Chimera: Improving Generalist Model with Domain-Specific Experts
Tianshuo Peng, Mingsheng Li, Hongbin Zhou, Renqiu Xia, Renrui Zhang, Lei Bai, Song Mao, Bin Wang, Conghui He, Aojun Zhou, Botian Shi, Tao Chen, Bo Zhang, Xiangyu Yue
2024-12-11

Summary
This paper talks about Chimera, a new system that enhances generalist large multimodal models (LMMs) by integrating specialized expert models for better performance on specific tasks.
What's the problem?
Generalist models are trained on a wide range of data but often struggle with specialized tasks that require in-depth knowledge, like understanding complex charts or performing advanced math. These models are usually trained on large datasets dominated by natural images, which means they may not perform well in specific domains where expert knowledge is necessary. Additionally, combining generalist models with specialized expert models can be difficult due to differences in how they represent information.
What's the solution?
The authors introduce Chimera, which uses a unique approach to combine the strengths of generalist LMMs with domain-specific experts. They developed a progressive training strategy that allows the model to integrate features from expert models into the generalist model's input. To improve collaboration between these models, they created a Generalist-Specialist Collaboration Masking (GSCM) mechanism, which helps align their representations.
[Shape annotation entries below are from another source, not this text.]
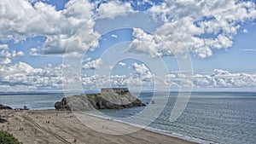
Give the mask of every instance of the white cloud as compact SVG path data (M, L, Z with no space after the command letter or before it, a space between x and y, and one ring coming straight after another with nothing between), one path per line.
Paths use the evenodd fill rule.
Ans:
M212 49L231 47L239 23L256 18L253 2L235 0L170 1L153 6L149 12L165 23L152 34L134 29L130 52L176 55L186 53L186 47L196 56L206 58L213 55ZM212 37L201 37L204 34Z
M241 51L256 52L256 49L241 49Z
M9 49L9 45L7 44L0 44L0 49Z
M110 1L108 3L101 3L97 12L101 18L113 19L116 16L125 15L127 12L131 10L132 8L130 3Z
M154 75L150 72L150 70L146 66L145 64L137 64L137 62L132 64L136 71L136 78L141 78L143 81L153 81Z
M8 44L0 45L0 66L10 64L12 59L23 55L22 51L10 50Z
M117 38L118 37L118 36L116 34L112 34L111 37L113 37L113 38Z
M125 66L126 63L125 63L125 62L119 62L119 65L121 66Z
M60 11L42 2L35 3L32 7L23 0L1 1L0 8L0 14L3 15L0 18L2 41L44 36L46 41L38 50L41 55L81 52L98 45L91 43L100 35L93 30L94 6L87 0L68 1ZM76 34L82 26L83 31ZM69 44L71 48L65 51Z
M243 32L243 33L248 33L248 30L243 29L243 30L242 30L242 32Z
M91 61L87 62L83 68L84 69L97 69L99 68L100 65L103 63L102 59L93 60Z

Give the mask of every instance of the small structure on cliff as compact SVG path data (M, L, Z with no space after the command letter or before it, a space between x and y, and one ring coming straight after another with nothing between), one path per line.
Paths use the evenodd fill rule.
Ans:
M125 93L125 92L129 92L129 90L127 88L102 88L101 89L101 93L109 93L109 92Z

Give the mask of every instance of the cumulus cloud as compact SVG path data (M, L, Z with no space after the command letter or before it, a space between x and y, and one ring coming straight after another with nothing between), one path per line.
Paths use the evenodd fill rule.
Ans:
M93 60L92 60L93 61ZM95 61L97 61L96 60ZM90 61L91 62L91 61ZM251 89L256 88L256 73L230 72L229 71L215 69L212 72L198 73L186 78L183 72L173 72L166 76L155 77L150 72L144 64L133 63L135 73L131 75L91 75L73 74L73 77L62 77L61 70L68 68L72 71L71 66L48 65L42 68L34 68L24 62L4 65L0 66L0 90L61 90L62 82L71 85L76 83L77 79L82 81L85 89L97 89L101 87L143 87L158 84L163 89L179 89L182 83L186 85L193 85L194 89L214 89L221 88L232 89ZM93 65L91 65L93 66ZM90 66L96 67L96 66ZM23 89L21 89L23 88ZM228 89L227 89L228 90Z
M117 38L118 37L118 36L115 35L115 34L111 35L111 37L113 37L113 38Z
M131 10L132 8L130 3L121 3L119 1L110 1L108 3L101 3L100 7L96 9L101 18L110 19L119 15L125 15L127 12Z
M187 53L185 48L200 58L212 56L213 49L232 46L240 22L256 18L253 2L235 0L169 1L148 11L165 23L152 34L133 29L129 50L151 56Z
M241 49L241 51L256 52L256 49Z
M86 51L98 45L91 43L100 35L93 30L94 6L87 0L68 1L65 9L60 11L42 2L36 2L32 6L23 0L1 1L0 8L3 15L0 18L0 39L3 41L44 36L46 41L40 49L43 55ZM82 26L83 32L76 33ZM66 51L68 45L70 49Z
M90 61L88 61L85 65L83 66L84 69L97 69L100 65L103 63L102 59L96 59Z
M0 66L10 64L12 59L23 55L22 51L10 50L8 44L0 44Z
M125 66L126 63L125 63L125 62L119 62L119 65L121 66Z

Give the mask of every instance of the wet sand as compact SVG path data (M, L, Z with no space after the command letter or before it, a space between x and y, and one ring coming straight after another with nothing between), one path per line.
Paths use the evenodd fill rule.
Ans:
M133 126L84 114L55 110L2 110L0 130L14 135L24 144L86 143L86 144L190 144ZM79 119L84 119L81 123ZM127 131L135 131L125 135ZM111 135L115 134L115 135Z

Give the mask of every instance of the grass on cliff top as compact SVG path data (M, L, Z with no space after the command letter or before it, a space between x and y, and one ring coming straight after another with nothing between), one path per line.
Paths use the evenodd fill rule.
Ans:
M13 135L6 131L0 131L0 144L22 144Z

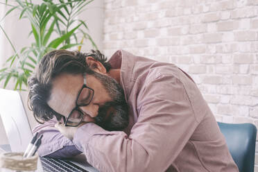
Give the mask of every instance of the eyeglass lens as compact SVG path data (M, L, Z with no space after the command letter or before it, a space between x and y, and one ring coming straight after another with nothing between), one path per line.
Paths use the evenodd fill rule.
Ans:
M69 117L67 122L67 125L69 126L76 126L78 125L83 119L83 113L78 110L74 110L70 116Z
M77 104L78 105L88 105L93 97L93 90L87 87L84 87L77 99Z

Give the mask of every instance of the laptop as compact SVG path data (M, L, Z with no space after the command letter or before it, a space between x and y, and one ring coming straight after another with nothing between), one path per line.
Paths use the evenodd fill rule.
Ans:
M18 92L0 89L0 117L10 144L10 146L0 145L0 153L3 151L24 152L33 134ZM66 160L40 157L36 171L98 172L87 162L83 154Z

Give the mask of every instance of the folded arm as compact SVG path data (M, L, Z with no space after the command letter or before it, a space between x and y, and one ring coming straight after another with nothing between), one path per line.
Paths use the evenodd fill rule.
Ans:
M129 136L92 123L78 128L73 141L101 171L165 171L199 123L183 84L155 78L139 94L137 111Z
M42 144L37 150L40 156L66 158L81 153L71 140L55 128L55 123L56 120L52 119L44 124L37 125L33 130L33 134L38 132L43 135Z

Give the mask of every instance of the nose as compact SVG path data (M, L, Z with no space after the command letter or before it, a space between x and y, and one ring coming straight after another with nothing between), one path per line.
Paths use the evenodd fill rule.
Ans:
M98 105L90 103L88 105L80 107L80 109L92 118L96 117L98 115Z

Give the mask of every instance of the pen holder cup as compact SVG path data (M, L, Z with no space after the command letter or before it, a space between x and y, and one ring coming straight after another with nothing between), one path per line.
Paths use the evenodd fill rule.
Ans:
M35 171L37 169L38 155L35 153L34 156L30 157L24 157L23 155L24 153L4 153L1 154L0 171L1 171L1 169L19 171Z

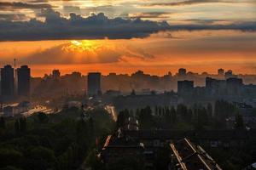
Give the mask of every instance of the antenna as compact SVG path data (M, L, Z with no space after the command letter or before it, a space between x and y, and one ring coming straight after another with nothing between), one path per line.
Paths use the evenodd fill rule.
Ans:
M15 61L15 69L16 68L16 59L14 59L14 61Z

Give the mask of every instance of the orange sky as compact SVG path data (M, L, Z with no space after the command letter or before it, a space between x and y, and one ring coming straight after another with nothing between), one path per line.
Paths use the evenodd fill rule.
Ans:
M256 74L256 33L237 31L172 31L131 40L38 41L0 42L1 66L29 65L33 76L60 69L72 71L175 74L185 67L216 73L218 68Z

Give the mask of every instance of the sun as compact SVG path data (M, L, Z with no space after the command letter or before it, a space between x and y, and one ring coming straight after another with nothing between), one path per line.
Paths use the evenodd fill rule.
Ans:
M62 50L77 53L94 52L101 47L101 43L95 40L73 40L62 48Z

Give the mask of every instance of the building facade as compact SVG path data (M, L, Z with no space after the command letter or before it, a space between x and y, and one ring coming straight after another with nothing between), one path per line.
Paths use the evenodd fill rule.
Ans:
M88 95L90 97L98 95L101 93L101 76L102 74L100 72L90 72L88 74Z
M11 97L15 94L14 68L10 65L1 68L1 95Z
M22 65L17 69L18 75L18 95L30 95L30 76L31 71L27 65Z

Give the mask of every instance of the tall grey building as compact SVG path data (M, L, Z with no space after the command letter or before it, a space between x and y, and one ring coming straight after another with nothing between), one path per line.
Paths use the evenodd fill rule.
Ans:
M177 81L177 94L191 94L194 88L193 81Z
M18 94L20 96L30 95L30 68L22 65L17 69Z
M15 94L14 68L10 65L1 68L1 95L13 96Z
M95 96L97 95L101 91L101 76L100 72L90 72L88 74L88 95Z

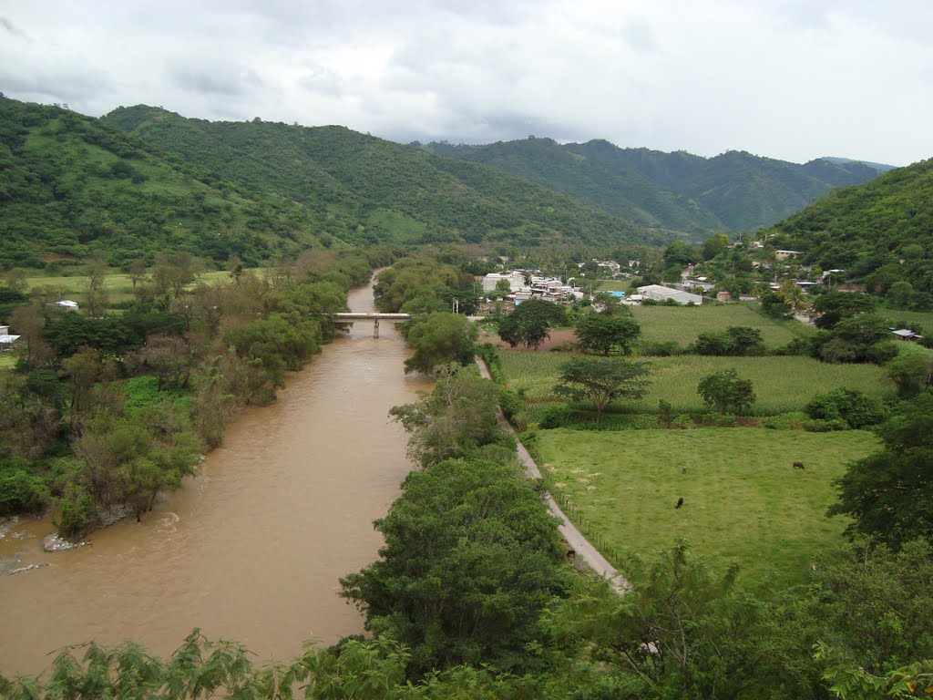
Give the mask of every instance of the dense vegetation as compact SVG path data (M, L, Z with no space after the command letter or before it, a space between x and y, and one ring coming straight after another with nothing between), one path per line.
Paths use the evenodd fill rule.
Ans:
M933 306L933 161L843 188L763 231L904 308Z
M665 238L524 178L343 127L208 122L143 105L104 120L208 176L299 203L338 239L514 245Z
M880 172L853 161L798 165L742 151L706 159L606 141L561 145L529 137L486 146L412 146L527 177L643 226L694 236L773 224L830 188L867 182Z
M19 360L0 372L0 515L50 506L75 536L147 511L241 406L273 400L285 372L330 337L315 315L344 310L349 287L394 255L318 251L264 277L239 271L161 293L157 269L122 313L97 316L19 306ZM185 259L167 258L163 272L186 279Z

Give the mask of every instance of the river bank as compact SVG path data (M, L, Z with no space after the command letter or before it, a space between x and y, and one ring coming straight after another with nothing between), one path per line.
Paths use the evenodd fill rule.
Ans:
M370 310L371 285L353 290L350 306ZM325 346L274 404L245 410L198 476L142 523L54 554L40 547L48 521L0 537L0 559L48 565L0 577L0 671L38 673L49 652L90 639L132 637L167 654L194 626L260 658L361 632L338 580L376 557L371 522L411 469L388 410L428 385L403 374L394 329L381 335L363 324Z

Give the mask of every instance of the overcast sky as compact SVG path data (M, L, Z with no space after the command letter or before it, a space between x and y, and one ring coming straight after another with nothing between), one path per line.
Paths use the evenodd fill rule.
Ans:
M906 165L933 157L933 0L0 0L0 91Z

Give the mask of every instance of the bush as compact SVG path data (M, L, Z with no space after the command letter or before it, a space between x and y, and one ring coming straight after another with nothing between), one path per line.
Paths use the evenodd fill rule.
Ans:
M502 413L506 416L506 418L511 421L517 413L524 410L525 402L524 399L514 391L500 389L499 408L502 409Z
M857 430L881 423L887 417L887 407L877 399L871 399L858 389L845 387L820 394L804 408L807 415L815 420L841 421L845 427Z
M761 427L772 430L800 430L809 421L809 416L802 411L792 411L778 415L769 415L762 419Z
M693 427L693 416L689 413L681 413L673 421L671 421L671 427Z
M829 433L834 430L848 430L849 424L840 418L823 420L815 418L803 423L803 429L809 433Z

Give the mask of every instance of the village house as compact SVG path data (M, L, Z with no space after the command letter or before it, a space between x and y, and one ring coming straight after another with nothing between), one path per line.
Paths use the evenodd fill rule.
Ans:
M691 294L690 292L686 292L681 289L672 289L670 287L662 287L661 285L646 285L645 287L638 287L639 296L644 299L653 299L655 301L664 302L668 300L674 300L678 304L702 304L703 297L699 294Z
M20 339L18 335L9 334L9 326L0 326L0 353L13 349L13 343Z

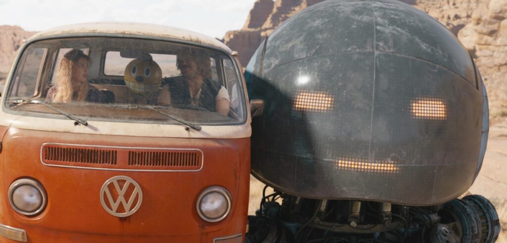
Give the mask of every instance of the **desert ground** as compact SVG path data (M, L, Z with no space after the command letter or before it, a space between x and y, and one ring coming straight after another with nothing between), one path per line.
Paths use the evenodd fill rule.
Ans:
M495 205L502 225L502 232L496 241L498 243L507 243L506 174L507 127L493 127L490 129L487 149L481 172L474 184L465 194L482 195ZM249 215L255 215L256 210L259 208L261 198L262 197L262 189L265 185L250 176Z

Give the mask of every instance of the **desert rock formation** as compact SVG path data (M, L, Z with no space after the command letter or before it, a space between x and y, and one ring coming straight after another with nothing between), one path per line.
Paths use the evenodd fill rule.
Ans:
M27 39L36 32L27 31L19 26L0 25L0 72L6 73L14 60L16 51Z
M243 28L227 32L224 42L238 52L241 63L246 65L261 42L277 26L320 2L258 0ZM458 37L474 57L485 80L492 123L507 126L507 0L401 2L428 13Z

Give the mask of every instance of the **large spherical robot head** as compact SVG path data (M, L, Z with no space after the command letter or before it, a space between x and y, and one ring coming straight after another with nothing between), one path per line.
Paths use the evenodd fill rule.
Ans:
M129 90L136 94L146 94L160 87L162 70L151 58L136 58L127 65L124 77Z
M408 5L313 5L263 42L246 76L265 103L252 173L284 192L433 205L468 189L482 162L480 75L451 32Z

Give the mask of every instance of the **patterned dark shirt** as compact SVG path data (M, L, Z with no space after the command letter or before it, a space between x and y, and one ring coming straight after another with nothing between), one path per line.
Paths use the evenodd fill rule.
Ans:
M58 88L57 86L53 86L48 91L48 94L46 96L46 101L52 102L54 99L55 96L58 93ZM78 92L74 92L72 94L72 100L75 101L78 97ZM86 95L85 101L87 102L104 103L105 101L105 96L98 90L96 88L92 85L90 85L88 88L88 93Z

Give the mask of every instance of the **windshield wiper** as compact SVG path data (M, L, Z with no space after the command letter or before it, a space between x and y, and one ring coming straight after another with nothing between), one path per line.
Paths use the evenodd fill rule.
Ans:
M160 110L157 110L156 108L161 108L160 106L150 106L150 105L129 105L129 105L113 105L112 106L113 107L127 107L127 108L140 108L140 109L142 109L142 108L150 109L150 110L153 110L156 111L157 112L158 112L158 113L159 113L160 114L162 114L162 115L165 115L165 116L167 116L167 117L168 117L169 118L170 118L171 119L173 119L174 120L176 120L176 122L179 122L179 123L181 123L182 124L184 124L185 125L187 125L187 126L189 126L189 127L191 127L191 128L193 128L194 129L195 129L196 130L201 131L201 130L202 129L202 128L201 128L200 126L196 125L195 124L193 124L192 123L190 123L190 122L184 120L183 119L182 119L180 118L178 118L178 117L176 117L176 116L175 116L174 115L171 115L170 114L167 114L167 113L165 113L164 112L161 111Z
M70 118L70 119L75 120L76 122L77 122L77 123L79 123L79 124L81 124L81 125L82 125L83 126L88 126L88 123L87 122L86 122L86 120L85 120L84 119L81 119L80 118L78 118L78 117L77 117L76 116L74 116L74 115L71 115L68 112L66 112L65 111L63 111L63 110L60 110L60 109L58 109L58 108L56 108L56 107L54 107L54 106L53 106L52 105L50 105L49 104L47 104L46 102L43 102L43 101L40 101L35 100L23 100L16 101L15 102L11 102L11 103L18 103L17 104L16 104L16 106L15 106L15 107L17 107L17 106L18 106L18 105L20 105L21 104L26 104L26 103L41 104L45 105L45 106L47 106L47 107L49 107L49 108L51 108L51 109L52 109L56 111L58 111L58 112L60 112L60 114L62 114L65 115L65 116L67 116L67 117ZM76 124L76 125L77 125L77 124Z

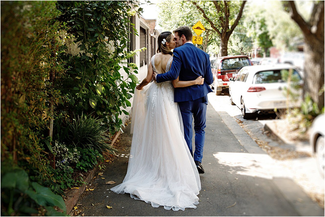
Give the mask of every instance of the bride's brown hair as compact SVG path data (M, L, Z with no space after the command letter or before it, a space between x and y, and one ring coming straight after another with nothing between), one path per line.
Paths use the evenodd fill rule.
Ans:
M172 39L173 34L172 33L168 31L163 32L158 36L158 49L157 49L157 53L162 53L165 54L170 54L173 55L173 52L167 48L166 46L166 42L165 44L162 44L162 42L164 39L166 40L166 42L169 43L170 40Z

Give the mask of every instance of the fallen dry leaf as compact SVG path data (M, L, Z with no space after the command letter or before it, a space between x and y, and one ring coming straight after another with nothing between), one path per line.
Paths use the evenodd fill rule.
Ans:
M231 206L229 206L228 207L226 207L226 208L230 208L230 207L232 207L236 205L236 202L235 202L235 203L233 204L232 205L231 205Z
M114 181L109 181L107 182L105 184L115 184L116 183Z

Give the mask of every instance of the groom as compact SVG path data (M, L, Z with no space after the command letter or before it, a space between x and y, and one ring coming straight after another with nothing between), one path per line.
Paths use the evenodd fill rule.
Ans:
M174 57L170 71L163 74L154 73L152 78L158 83L175 80L179 76L180 81L195 80L200 76L204 78L202 85L175 88L174 92L175 102L178 103L182 114L185 140L192 156L192 123L194 117L195 132L194 161L199 173L204 173L201 162L205 137L204 128L208 105L207 95L212 92L209 86L213 82L210 57L192 43L193 35L188 26L181 26L173 32L175 34L176 48L173 52Z

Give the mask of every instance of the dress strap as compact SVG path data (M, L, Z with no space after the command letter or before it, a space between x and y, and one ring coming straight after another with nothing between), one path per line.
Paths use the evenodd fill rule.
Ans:
M156 67L155 66L155 56L156 54L152 56L152 58L151 59L151 65L152 66L152 69L153 69L153 71L155 72L157 72L157 70L156 69Z
M166 72L167 72L170 70L170 63L172 60L173 56L172 56L170 57L170 58L169 58L169 59L168 60L168 61L167 62L167 65L166 67Z

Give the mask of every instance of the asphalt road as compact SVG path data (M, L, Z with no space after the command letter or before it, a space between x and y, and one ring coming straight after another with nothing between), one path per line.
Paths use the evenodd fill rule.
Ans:
M128 158L125 156L129 153L132 141L129 127L121 136L119 158L115 157L114 162L102 171L105 180L92 180L89 187L95 190L83 194L77 203L82 204L77 205L78 209L87 216L301 215L290 201L290 197L284 195L285 191L279 187L282 183L283 188L291 186L291 189L294 190L291 195L294 197L295 191L300 191L292 185L294 183L286 180L279 183L272 177L259 175L260 167L256 157L261 154L250 153L241 145L238 135L236 138L210 104L207 118L202 162L205 173L200 175L202 190L197 209L175 211L161 206L154 208L144 201L131 198L129 194L117 194L109 190L121 183L126 174ZM257 172L254 172L252 168ZM109 181L116 183L105 184ZM106 205L112 208L108 209Z

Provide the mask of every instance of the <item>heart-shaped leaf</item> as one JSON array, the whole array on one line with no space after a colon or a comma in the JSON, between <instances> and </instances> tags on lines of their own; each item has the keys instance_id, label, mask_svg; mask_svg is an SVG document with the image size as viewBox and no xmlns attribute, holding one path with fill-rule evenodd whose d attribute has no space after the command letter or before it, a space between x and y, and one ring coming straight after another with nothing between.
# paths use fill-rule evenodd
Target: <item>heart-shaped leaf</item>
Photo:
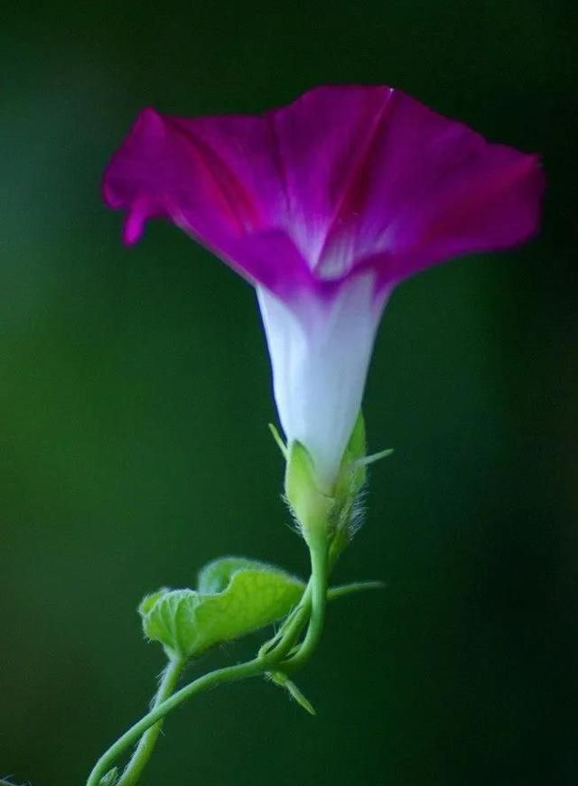
<instances>
[{"instance_id":1,"label":"heart-shaped leaf","mask_svg":"<svg viewBox=\"0 0 578 786\"><path fill-rule=\"evenodd\" d=\"M304 584L262 562L223 557L206 566L198 590L161 589L139 606L148 639L170 658L194 658L284 617Z\"/></svg>"}]
</instances>

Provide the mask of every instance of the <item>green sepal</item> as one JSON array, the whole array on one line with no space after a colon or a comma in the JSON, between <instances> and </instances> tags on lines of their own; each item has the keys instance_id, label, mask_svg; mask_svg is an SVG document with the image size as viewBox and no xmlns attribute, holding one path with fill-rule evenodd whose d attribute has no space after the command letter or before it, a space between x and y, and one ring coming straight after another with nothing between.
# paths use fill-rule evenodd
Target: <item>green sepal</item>
<instances>
[{"instance_id":1,"label":"green sepal","mask_svg":"<svg viewBox=\"0 0 578 786\"><path fill-rule=\"evenodd\" d=\"M275 685L278 685L279 688L284 688L284 689L289 693L289 695L295 699L297 704L308 712L309 715L315 716L317 712L315 711L315 707L312 706L311 701L307 698L307 697L303 696L302 691L297 688L294 682L292 682L291 679L284 674L283 671L270 671L267 674L269 679L274 682Z\"/></svg>"},{"instance_id":2,"label":"green sepal","mask_svg":"<svg viewBox=\"0 0 578 786\"><path fill-rule=\"evenodd\" d=\"M195 658L284 617L304 584L262 562L223 557L206 566L198 590L161 589L139 606L144 635L169 658Z\"/></svg>"},{"instance_id":3,"label":"green sepal","mask_svg":"<svg viewBox=\"0 0 578 786\"><path fill-rule=\"evenodd\" d=\"M100 779L100 786L115 786L117 781L118 767L113 767L112 770L108 770L104 778Z\"/></svg>"},{"instance_id":4,"label":"green sepal","mask_svg":"<svg viewBox=\"0 0 578 786\"><path fill-rule=\"evenodd\" d=\"M297 441L289 445L285 499L305 540L309 542L320 531L328 530L335 501L319 488L312 459Z\"/></svg>"}]
</instances>

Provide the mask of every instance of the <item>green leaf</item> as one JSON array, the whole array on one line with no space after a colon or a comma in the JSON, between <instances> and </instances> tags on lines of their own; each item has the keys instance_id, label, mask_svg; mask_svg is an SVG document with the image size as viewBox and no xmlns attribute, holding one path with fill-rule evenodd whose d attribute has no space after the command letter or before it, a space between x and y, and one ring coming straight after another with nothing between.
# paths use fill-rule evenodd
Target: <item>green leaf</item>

This results in a versatile model that performs well across various domains, such as charts, tables, and documents, achieving state-of-the-art results in multi-modal reasoning and visual content extraction tasks.
Why it matters?
This research is important because it shows how we can improve AI models by making them more adaptable and capable of handling specialized tasks. By integrating expert knowledge into generalist models, Chimera enhances their performance significantly, paving the way for better applications in fields like data analysis, education, and any area where understanding complex visual information is crucial.
Abstract
Recent advancements in Large Multi-modal Models (LMMs) underscore the importance of scaling by increasing image-text paired data, achieving impressive performance on general tasks. Despite their effectiveness in broad applications, generalist models are primarily trained on web-scale datasets dominated by natural images, resulting in the sacrifice of specialized capabilities for domain-specific tasks that require extensive domain prior knowledge. Moreover, directly integrating expert models tailored for specific domains is challenging due to the representational gap and imbalanced optimization between the generalist model and experts. To address these challenges, we introduce Chimera, a scalable and low-cost multi-modal pipeline designed to boost the ability of existing LMMs with domain-specific experts. Specifically, we design a progressive training strategy to integrate features from expert models into the input of a generalist LMM. To address the imbalanced optimization caused by the well-aligned general visual encoder, we introduce a novel Generalist-Specialist Collaboration Masking (GSCM) mechanism. This results in a versatile model that excels across the chart, table, math, and document domains, achieving state-of-the-art performance on multi-modal reasoning and visual content extraction tasks, both of which are challenging tasks for assessing existing LMMs.